Now, holding back the geek in me for a paragraph or two: Into Darkness is (apologies for the pun), a big enterprise that’s strategically masked by a string of action elements tenting-up a three act story structure, where actions, consequences, reactions array and systematize a very weak reveal by the anticlimax. The information we eventually get is already over-used – twice (once in the 60’s and then in a movie) – and apathetic.
Does this make the screenplay by Roberto Orci, Alex Kurtzman and Damon Lindelof and the direction by Mr. Abram’s short of roaring pageantry and shiny lens flares, deliberately muted (and effective) space sequences and near-death issues by the ship’s reactor?
Not in the least. Into Darkness is, in actuality, structured liked one of the film’s photon torpedoes: a breakneck projectile of dizzying pomp whose only real enemy is its own proclivity for the disease called “sequelitis” – a stressful infliction that mandates that the follow-up should be bigger, more pompous than the preceding part.
Apart from fluctuating bromances (and a smite of romance) – and lest I forget, superfluity of trivia – some apparent (like the Tribble from the episode Trouble with Tribbles), others disguised under misleading pseudonyms (in particular to two characters). There’s too little character growth amidst constant perils, and that too gets muddled in the interim (two scenes, if I recall, talk about events from the last Star Trek).
One movie down, however, the actors know their parts. Mr. Pine is a natural to Mr. Shatner’s Kirk, with perhaps a bit more resolved bent on being reckless; at one point, one can easily identify Mr. Pine’s expression showing a fleeting glimpse of Mr. Shatner’s self-styled cocky persona. Mr. Quinto is about fine as Spock, and Mr. Urban’s Bones McCoy – though unjustifiably in the background – is a perfect DeForest Kelley; this is a complement, not a contradiction to Mr. Urban’s acting talent – and the same applies Zoe Saldana, John Cho, Anton Yelchin and Simon Pegg. Everyone has pockets of performances to fill-up in a story that’s little about them in the first place.

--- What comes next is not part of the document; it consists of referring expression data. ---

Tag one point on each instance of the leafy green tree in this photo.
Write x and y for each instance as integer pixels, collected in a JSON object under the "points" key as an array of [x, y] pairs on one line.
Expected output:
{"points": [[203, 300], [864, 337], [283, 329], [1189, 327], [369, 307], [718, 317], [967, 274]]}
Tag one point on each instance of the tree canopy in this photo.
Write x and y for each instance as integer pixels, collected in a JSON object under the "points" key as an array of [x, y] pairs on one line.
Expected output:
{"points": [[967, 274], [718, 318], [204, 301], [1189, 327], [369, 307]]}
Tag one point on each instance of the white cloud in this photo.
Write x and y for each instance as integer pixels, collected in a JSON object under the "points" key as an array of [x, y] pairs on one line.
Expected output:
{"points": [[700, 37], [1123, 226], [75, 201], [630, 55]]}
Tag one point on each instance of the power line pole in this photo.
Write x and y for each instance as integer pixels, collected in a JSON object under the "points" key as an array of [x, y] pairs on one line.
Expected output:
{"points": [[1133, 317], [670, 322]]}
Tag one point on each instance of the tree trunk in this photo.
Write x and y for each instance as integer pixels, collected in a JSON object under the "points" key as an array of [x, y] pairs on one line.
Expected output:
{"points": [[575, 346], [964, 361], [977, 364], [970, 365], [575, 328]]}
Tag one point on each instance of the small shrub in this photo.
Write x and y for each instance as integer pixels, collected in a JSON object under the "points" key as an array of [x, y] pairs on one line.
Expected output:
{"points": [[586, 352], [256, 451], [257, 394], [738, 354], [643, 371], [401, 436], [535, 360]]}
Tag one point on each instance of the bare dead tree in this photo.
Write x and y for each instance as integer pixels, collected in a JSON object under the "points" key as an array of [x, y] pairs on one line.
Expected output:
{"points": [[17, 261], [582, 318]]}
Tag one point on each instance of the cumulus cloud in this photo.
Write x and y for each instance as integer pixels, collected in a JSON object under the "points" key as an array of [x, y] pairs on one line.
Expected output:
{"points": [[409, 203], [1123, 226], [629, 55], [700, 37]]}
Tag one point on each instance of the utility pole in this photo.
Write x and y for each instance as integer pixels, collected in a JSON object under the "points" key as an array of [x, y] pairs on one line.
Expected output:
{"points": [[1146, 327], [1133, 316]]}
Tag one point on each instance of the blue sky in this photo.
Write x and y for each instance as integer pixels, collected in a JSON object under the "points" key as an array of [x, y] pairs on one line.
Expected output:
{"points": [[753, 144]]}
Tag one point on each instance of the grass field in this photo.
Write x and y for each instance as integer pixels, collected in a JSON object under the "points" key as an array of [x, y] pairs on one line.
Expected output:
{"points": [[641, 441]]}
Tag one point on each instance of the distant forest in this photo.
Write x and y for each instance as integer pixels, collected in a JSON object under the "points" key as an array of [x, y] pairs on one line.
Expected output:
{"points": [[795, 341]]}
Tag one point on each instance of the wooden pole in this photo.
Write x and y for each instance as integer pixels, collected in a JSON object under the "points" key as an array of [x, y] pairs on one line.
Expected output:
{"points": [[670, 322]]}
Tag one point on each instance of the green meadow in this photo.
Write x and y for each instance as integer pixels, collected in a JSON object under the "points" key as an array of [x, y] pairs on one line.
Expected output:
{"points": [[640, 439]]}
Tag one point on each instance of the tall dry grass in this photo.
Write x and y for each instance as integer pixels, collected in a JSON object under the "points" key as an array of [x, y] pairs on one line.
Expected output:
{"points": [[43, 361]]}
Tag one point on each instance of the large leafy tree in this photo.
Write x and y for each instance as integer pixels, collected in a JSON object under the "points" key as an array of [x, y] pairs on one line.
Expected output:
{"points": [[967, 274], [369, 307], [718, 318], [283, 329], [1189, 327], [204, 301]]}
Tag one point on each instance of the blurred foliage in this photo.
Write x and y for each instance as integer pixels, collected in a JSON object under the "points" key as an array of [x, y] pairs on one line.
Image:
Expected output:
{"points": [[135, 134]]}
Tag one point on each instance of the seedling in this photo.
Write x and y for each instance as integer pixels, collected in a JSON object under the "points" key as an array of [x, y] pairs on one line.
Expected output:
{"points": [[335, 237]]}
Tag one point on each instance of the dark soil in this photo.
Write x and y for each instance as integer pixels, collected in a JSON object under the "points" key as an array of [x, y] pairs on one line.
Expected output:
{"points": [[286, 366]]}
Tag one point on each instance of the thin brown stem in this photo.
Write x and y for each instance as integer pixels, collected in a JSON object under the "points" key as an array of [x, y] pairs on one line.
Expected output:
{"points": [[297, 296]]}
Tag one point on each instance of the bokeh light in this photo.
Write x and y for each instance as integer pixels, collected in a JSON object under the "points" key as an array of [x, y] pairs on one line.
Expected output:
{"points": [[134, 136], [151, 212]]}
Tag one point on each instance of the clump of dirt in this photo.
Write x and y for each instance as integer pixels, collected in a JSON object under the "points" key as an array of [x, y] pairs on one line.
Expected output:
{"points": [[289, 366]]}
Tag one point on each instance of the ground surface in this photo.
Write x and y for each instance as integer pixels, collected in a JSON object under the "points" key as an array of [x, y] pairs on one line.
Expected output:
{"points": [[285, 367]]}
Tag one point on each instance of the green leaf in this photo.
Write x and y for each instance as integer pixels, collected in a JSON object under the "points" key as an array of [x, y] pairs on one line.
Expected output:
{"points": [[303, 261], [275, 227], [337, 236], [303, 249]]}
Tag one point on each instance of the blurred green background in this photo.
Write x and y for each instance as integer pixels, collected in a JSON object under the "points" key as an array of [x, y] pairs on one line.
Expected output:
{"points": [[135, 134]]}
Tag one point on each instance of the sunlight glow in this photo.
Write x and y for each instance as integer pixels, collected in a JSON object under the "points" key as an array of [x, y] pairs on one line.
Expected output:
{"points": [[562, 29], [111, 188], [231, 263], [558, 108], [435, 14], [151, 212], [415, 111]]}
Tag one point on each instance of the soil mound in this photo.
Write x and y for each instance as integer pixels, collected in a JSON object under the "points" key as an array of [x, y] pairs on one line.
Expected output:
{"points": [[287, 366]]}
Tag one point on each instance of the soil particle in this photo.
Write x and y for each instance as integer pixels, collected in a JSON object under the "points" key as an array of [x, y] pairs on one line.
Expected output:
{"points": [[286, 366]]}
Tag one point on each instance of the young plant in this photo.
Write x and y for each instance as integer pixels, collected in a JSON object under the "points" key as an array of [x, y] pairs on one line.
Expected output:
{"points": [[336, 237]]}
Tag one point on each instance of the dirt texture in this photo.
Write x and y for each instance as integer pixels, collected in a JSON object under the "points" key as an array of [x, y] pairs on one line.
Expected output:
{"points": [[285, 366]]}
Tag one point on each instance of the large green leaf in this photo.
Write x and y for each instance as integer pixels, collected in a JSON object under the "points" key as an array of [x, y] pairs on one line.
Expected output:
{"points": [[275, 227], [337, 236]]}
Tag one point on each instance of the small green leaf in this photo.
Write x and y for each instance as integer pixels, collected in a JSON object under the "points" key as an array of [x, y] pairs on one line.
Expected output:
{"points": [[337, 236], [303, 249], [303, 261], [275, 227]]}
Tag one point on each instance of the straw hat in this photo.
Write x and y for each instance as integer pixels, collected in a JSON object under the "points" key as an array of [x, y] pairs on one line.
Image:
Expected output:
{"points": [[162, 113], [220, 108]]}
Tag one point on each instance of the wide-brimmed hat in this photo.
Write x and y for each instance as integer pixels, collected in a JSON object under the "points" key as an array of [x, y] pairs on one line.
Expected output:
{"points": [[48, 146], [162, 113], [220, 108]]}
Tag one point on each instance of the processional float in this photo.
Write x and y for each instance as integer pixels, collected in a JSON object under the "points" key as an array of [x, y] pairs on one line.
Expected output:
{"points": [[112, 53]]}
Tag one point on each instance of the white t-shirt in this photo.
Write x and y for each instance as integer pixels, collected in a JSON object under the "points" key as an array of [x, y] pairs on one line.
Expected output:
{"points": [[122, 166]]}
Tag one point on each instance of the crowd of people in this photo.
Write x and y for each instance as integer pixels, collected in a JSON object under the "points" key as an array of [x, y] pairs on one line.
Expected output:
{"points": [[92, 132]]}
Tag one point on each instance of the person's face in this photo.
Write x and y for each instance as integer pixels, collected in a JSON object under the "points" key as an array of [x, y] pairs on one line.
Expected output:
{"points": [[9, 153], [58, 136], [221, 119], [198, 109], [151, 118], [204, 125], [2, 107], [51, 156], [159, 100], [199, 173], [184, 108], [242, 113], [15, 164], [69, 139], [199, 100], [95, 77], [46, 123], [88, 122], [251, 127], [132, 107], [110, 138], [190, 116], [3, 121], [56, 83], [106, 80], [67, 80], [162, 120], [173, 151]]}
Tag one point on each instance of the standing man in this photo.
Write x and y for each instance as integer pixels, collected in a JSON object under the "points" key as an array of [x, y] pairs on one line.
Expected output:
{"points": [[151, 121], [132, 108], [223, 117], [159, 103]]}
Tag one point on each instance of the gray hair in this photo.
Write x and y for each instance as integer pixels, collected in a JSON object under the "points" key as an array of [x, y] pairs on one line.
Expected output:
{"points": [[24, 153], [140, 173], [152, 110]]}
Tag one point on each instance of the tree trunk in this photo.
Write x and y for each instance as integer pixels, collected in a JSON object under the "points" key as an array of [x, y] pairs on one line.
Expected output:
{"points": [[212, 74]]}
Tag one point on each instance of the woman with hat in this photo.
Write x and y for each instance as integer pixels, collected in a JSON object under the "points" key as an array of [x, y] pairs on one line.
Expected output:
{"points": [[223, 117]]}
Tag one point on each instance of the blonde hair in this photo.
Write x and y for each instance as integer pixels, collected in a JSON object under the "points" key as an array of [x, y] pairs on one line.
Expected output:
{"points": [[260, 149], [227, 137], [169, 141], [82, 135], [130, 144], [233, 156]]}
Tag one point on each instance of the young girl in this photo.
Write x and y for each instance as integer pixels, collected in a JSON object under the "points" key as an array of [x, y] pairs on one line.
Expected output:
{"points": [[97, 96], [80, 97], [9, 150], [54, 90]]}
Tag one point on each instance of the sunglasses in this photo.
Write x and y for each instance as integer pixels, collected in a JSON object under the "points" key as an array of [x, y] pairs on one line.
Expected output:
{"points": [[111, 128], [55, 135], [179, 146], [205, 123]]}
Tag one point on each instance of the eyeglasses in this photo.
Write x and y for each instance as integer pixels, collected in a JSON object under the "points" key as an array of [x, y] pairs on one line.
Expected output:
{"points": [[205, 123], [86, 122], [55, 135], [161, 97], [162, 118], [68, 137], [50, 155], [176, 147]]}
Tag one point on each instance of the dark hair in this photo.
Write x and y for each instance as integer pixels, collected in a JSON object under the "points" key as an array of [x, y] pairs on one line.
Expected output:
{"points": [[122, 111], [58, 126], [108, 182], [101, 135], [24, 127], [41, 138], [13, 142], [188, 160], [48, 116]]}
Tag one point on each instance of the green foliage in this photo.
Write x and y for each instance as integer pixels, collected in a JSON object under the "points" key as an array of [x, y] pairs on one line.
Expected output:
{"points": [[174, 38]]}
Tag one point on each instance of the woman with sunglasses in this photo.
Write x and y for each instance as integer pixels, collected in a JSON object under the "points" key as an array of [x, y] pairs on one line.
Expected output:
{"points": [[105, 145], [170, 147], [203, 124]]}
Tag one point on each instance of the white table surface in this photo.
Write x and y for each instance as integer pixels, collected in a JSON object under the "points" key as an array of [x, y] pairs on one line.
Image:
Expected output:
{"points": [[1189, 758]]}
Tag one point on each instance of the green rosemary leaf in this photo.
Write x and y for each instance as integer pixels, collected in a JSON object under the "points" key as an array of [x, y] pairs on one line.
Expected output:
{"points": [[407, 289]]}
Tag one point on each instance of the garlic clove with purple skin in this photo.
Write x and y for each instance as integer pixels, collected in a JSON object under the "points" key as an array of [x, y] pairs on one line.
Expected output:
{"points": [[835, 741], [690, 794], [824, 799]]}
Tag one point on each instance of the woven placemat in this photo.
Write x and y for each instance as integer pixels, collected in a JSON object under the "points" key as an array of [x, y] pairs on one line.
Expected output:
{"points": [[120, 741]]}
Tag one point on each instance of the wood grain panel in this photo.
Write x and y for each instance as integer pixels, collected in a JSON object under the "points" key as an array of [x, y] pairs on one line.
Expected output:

Directed by J. J. Abrams; Produced by Mr. Abrams, Bryan Burk, Damon Lindelof, Alex Kurtzman, Roberto Orci; Written by Mr Orci, Mr. Kurtzman, Mr. Lindelof, based on the characters and series by Gene Roddenberry; with Music by Michael Giacchino (reprising in part his remarkably grand new theme), Cinematography by Dan Mindel, Editing by Maryann Brandon and Mary Jo Markey.
The film stars: Chris Pine, Zachary Quinto, Zoe Saldana, Benedict Cumberbatch, Karl Urban, John Cho, Alice Eve, Bruce Greenwood, Simon Pegg, Peter Weller and Anton Yelchin.
Released by Paramount and Footprint Entertainment, “Star Trek Into Darkeness” is due for release early June. The movie is rated PG-13. There’s blink and you’ll miss sensuality (one with Ms. Eve and the other with a pair of Siamese half-humanoid felines), a few epilepsy-inducing lensflares (depends, of course, if you like Mr. Abram’s lens-flares) and lotsa edge of your seat oomph.